For example, the patented product X is a pencil with an eraser, and the new product is a drawing compass with a pencil. * * * The same part A is a pencil.
The protection scope of Party A's patented products is somewhat narrow, only protecting A+B, not A or B, so only A in B is not within the scope advocated by Party A. ..
If there is a patent and the scope of protection is pencil A, then the new product Y will be infringed. This kind of infringement may be indirect infringement or direct infringement, which needs to be judged according to the contents of patent claims. Generally, indirect infringement is not liable for compensation, as long as it provides the legal source of the infringing product.
Supplement:
Then Party A applies for a patent for the new product Y,
The independent claim is y,
The dependent claim is a,
(The claims here protect Y=X+A, Y+A = X+A+A ...)

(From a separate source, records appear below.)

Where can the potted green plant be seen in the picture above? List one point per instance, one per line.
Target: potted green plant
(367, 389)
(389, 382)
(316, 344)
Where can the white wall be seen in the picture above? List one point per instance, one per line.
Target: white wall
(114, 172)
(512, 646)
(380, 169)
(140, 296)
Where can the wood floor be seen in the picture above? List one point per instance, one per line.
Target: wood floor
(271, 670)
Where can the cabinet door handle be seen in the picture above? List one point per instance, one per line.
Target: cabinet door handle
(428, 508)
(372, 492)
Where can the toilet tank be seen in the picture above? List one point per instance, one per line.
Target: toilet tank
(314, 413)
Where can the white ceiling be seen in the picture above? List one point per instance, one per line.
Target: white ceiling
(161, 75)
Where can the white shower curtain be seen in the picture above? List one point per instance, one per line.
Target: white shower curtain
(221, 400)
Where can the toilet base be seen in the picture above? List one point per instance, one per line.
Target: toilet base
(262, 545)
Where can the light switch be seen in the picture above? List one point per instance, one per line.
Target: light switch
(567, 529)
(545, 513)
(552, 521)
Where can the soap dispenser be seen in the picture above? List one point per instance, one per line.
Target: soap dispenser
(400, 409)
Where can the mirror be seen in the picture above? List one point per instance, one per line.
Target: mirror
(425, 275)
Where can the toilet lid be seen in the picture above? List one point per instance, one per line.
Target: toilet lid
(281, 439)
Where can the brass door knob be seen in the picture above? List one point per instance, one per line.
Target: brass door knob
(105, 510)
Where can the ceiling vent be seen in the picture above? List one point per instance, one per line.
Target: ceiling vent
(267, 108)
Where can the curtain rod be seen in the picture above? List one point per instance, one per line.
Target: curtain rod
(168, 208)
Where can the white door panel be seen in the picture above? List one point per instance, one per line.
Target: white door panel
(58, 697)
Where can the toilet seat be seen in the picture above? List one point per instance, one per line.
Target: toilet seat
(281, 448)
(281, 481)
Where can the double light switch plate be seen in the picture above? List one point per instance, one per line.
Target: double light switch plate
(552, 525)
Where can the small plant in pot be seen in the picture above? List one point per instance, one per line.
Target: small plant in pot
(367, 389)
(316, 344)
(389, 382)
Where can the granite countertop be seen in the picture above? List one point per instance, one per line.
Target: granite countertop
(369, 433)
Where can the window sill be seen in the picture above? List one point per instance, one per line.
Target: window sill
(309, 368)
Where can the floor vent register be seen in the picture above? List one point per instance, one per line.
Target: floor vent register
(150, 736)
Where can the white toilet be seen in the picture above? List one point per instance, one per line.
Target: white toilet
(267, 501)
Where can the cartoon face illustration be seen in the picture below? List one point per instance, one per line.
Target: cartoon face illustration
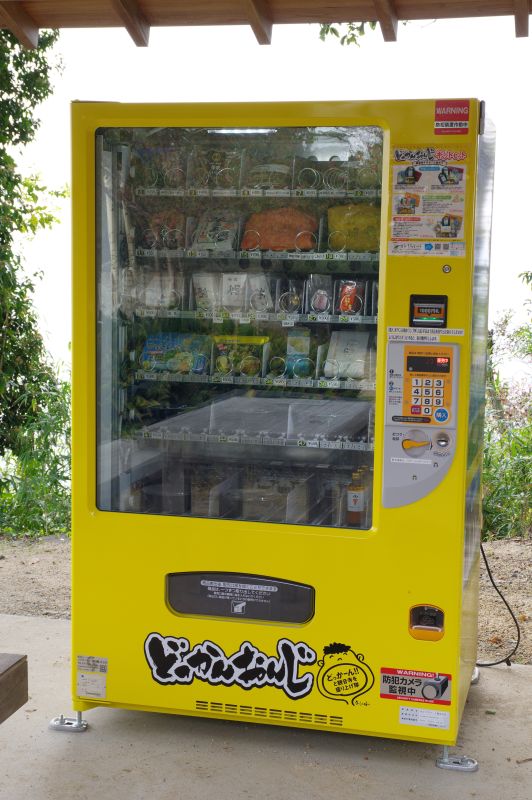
(343, 673)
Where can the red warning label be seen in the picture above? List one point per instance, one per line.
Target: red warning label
(451, 117)
(416, 686)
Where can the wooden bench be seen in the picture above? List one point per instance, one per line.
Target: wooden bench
(13, 684)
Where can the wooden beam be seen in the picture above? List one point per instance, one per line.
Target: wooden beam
(387, 16)
(17, 20)
(260, 19)
(521, 17)
(134, 20)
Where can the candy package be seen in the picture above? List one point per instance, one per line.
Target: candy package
(240, 355)
(177, 352)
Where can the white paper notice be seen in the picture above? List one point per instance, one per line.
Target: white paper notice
(424, 717)
(92, 677)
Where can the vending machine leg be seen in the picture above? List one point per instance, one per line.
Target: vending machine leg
(460, 763)
(75, 725)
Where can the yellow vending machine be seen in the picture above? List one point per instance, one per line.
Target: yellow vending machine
(279, 342)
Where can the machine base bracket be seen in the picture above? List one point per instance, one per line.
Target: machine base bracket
(75, 725)
(459, 763)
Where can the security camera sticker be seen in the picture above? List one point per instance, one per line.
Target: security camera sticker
(416, 686)
(344, 675)
(173, 660)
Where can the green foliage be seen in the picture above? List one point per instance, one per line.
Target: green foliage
(35, 484)
(348, 33)
(34, 402)
(507, 475)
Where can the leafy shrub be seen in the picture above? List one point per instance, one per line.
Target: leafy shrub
(35, 483)
(507, 476)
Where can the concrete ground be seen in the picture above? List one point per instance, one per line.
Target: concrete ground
(143, 756)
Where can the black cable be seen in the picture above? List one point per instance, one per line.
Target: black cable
(506, 659)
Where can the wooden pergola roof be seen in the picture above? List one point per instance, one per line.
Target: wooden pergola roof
(24, 18)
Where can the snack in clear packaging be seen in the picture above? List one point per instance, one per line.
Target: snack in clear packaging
(206, 289)
(297, 353)
(319, 293)
(355, 227)
(233, 290)
(350, 296)
(269, 176)
(176, 352)
(347, 355)
(280, 229)
(216, 230)
(260, 298)
(216, 169)
(290, 296)
(162, 230)
(239, 355)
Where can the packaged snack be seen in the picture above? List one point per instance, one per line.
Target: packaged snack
(280, 229)
(319, 294)
(176, 352)
(259, 293)
(216, 230)
(162, 230)
(355, 227)
(233, 290)
(298, 363)
(350, 296)
(206, 290)
(269, 176)
(289, 296)
(240, 355)
(216, 169)
(347, 355)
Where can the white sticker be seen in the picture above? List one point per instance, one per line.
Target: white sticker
(424, 717)
(92, 677)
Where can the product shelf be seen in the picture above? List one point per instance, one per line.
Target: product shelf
(257, 255)
(263, 440)
(246, 317)
(268, 381)
(336, 194)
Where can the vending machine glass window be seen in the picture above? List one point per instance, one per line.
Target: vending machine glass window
(237, 288)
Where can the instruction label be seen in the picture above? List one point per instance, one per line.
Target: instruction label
(424, 717)
(92, 677)
(416, 686)
(428, 201)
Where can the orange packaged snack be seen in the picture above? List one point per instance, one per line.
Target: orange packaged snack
(280, 229)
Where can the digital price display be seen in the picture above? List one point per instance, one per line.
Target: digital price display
(428, 311)
(428, 364)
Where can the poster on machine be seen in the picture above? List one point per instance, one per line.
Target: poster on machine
(428, 201)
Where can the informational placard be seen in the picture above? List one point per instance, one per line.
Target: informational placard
(428, 201)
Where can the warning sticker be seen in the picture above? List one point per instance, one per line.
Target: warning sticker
(451, 117)
(92, 677)
(428, 201)
(424, 717)
(416, 686)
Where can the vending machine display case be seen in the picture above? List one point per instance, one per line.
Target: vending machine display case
(280, 312)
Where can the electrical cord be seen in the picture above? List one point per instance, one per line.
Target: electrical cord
(506, 659)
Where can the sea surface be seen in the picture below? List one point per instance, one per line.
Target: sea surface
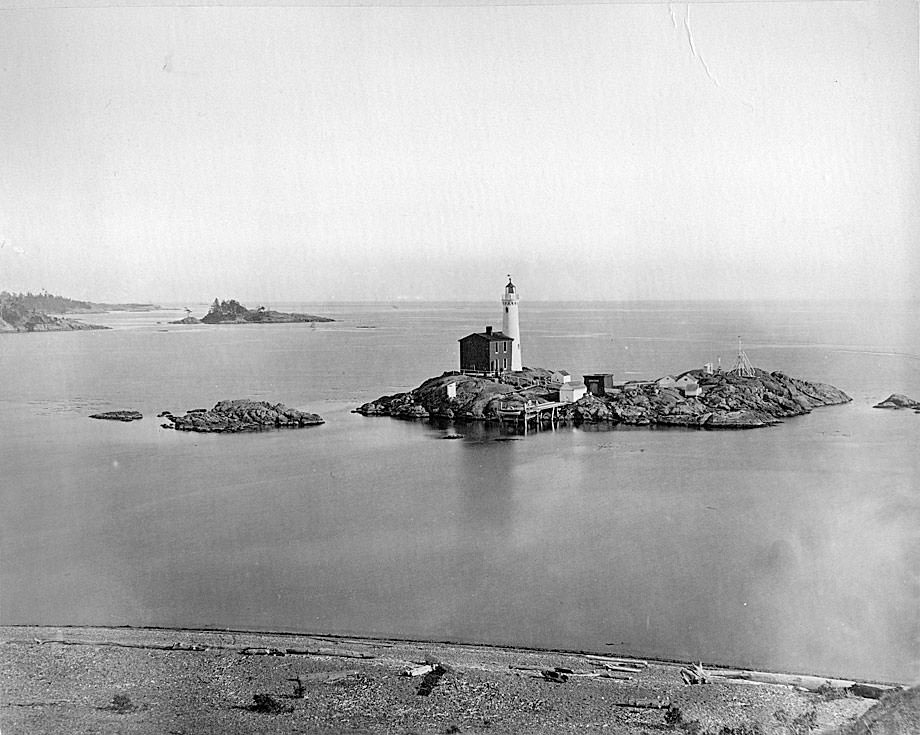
(794, 548)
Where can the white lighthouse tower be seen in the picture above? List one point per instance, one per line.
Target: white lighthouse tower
(511, 327)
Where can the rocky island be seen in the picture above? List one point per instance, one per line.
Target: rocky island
(241, 415)
(719, 400)
(233, 312)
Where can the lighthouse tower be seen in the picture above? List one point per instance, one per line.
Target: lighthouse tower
(510, 325)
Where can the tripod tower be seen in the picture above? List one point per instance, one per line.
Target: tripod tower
(742, 365)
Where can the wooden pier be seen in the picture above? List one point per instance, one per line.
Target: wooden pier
(535, 412)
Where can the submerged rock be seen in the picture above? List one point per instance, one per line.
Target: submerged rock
(118, 415)
(243, 415)
(898, 400)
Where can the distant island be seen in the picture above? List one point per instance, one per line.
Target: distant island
(697, 399)
(233, 312)
(241, 415)
(29, 313)
(48, 303)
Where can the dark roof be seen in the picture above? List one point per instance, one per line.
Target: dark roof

Party B (manufacturer) did not produce the new product Y,
On the contrary, the key component A is produced and sold to Party C (user).
(According to the scope protected by the right claim, Party B is not responsible! )
Party C buys product X from Party D (the seller).
(Party D is not responsible)
Then party c assembles a and x into a new product y.
(If Party C directly infringes, Party A may demand compensation from Party C and compensate Y, which violates the right of independent claim. )
Then can Party A claim compensation from Party B?
Do you compensate a or y when making compensation?
Is this direct infringement or indirect infringement?
(From this point of view, Party A's claim may have been wrongly written, resulting in things that should have been protected not being protected. )
A's claim is best written like this:
1. product y containing x, characterized in that product y also contains a. ..
2.a product a.
One * * * two independent claims, and A is better as an independent claim. At this point, the products to be protected are Y=X+A and A. Then both B and C are liable for compensation, which is a direct infringement.